Was she planning to meet up with him secretly? She had done it before at least once, to his knowledge.
Antonia might have left Kranst to come to live in Milan with him, but the ex-lovers had not parted enemies. During a trip to London earlier this year, he had discovered by pure accident that she had spent a whole day with Kranst.
‘Don’t tell me who I can and who I can’t see!’ she’d declared when he’d objected. ‘Stefan will always be very special to me, and if you can’t cope with that, then that’s your problem, not mine, Marco.’
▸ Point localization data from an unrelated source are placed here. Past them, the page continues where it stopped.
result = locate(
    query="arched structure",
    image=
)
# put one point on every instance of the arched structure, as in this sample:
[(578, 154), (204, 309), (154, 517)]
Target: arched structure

It had been one of a very few times when she’d actually looked ready to walk away from him if he tried to push the issue. He hadn’t pushed it. But, for the first time in his life, he’d experienced the ugly burn of jealousy, when he’d realised that Kranst held a power over Antonia that was a challenge to his own.
He didn’t like it. He didn’t like the knowledge that he’d backed down from taking up that challenge. And he didn’t like Kranst turning up in Milan just when Marco was having to do some serious thinking about his relationship with Antonia.
It was either immaculate timing on Kranst’s part or yet another bad omen. Either way, the sandwich never got eaten and the two young hopefuls lost all chance of meeting an amiable Marco Bellini that day. If it hadn’t been for the fact that Marco was still functioning clearly enough to recognise an unmissable opportunity in what they were proposing, he would have taken great delight in kicking them out!
Irritation alternated with disturbing bouts of skin-prickling restlessness throughout the rest of the afternoon. Sudden flashes of Antonia and Kranst holed-up somewhere secret played games with his head.
In the end he could stand it no longer and went back to the privacy of his office to pick up the phone. Her mobile was switched off. Irritation ripped through him, then he remembered her telling him she was going straight back to the apartment, so he rang there instead.
All he got was his own pre-recorded message telling him that no one was available to take his call.
Antonia was standing in a tiny backstreet in another, less fashionable part of the city, fitting a key into a door. Once inside, she walked the narrow hallway and began climbing bare-boarded flights of stairs, passing by small dingy offices belonging to the kinds of businesses Marco looked down upon from his lofty position at the top of the corporate tree. Some of the tenants knew her, some didn’t, most looked curiously at her, smiled politely and left her alone. She liked it that way. For this place was her secret. A part of her life Marco didn’t control.
On the very top landing, she went to the only door there and fitted another key into its lock. Stepping inside, she carefully closed the door again and then, turning round, she looked about her and quite simply smiled…
CHAPTER TWO
WALKING through the front door to the Milan apartment was always a pleasure. And the first thing Antonia did as she stepped into it some hours later was pause for a moment to reacquaint herself with surroundings that were a thousand times different from those she had just come from.
Occupying the entire top floor of a modern city block, Marco’s home was an interior designer’s idea of heaven. No detail had been skimped in an effort to achieve its harmonious ambience.
The hall was large and light and airy, the rooms leading off from it furnished with a clever mix of classical, old and new. Nothing offended the eye. There were formal rooms used only for entertaining, less grand rooms for when they did not. The kitchen was a cook’s paradise, all four en-suite bedrooms designed to co-ordinate with the pastel colours applied to the walls. And everywhere you went you walked on the very best in Italian ceramic, passing between priceless works of art that adorned the walls.
Like his famous art-collecting ancestors, Marco had inherited an eye for what was just that bit special. Both he and his mother were generous patrons of the arts. What either of them bought, others took particular notice of. And, as with his taste in décor, he thought nothing of mixing the totally unknown with old respected masters—and of course it had worked beautifully.
But she didn’t have time to stand here considering all of this right now, Antonia told herself wryly. She was late and she knew it. Somehow, time seemed to have got away from her today, and she was aware that she’d only just made it back before Marco usually arrived home.
Live dangerously, why don’t you? she scolded herself as she headed directly for the bedroom, meaning to make it look as if she had been in there for ages getting ready for the evening when he did eventually get in.
It turned out to be a wasted effort for, as fate would have it, Marco didn’t appear until she was already dressed for the evening and beginning to wonder what had happened to him.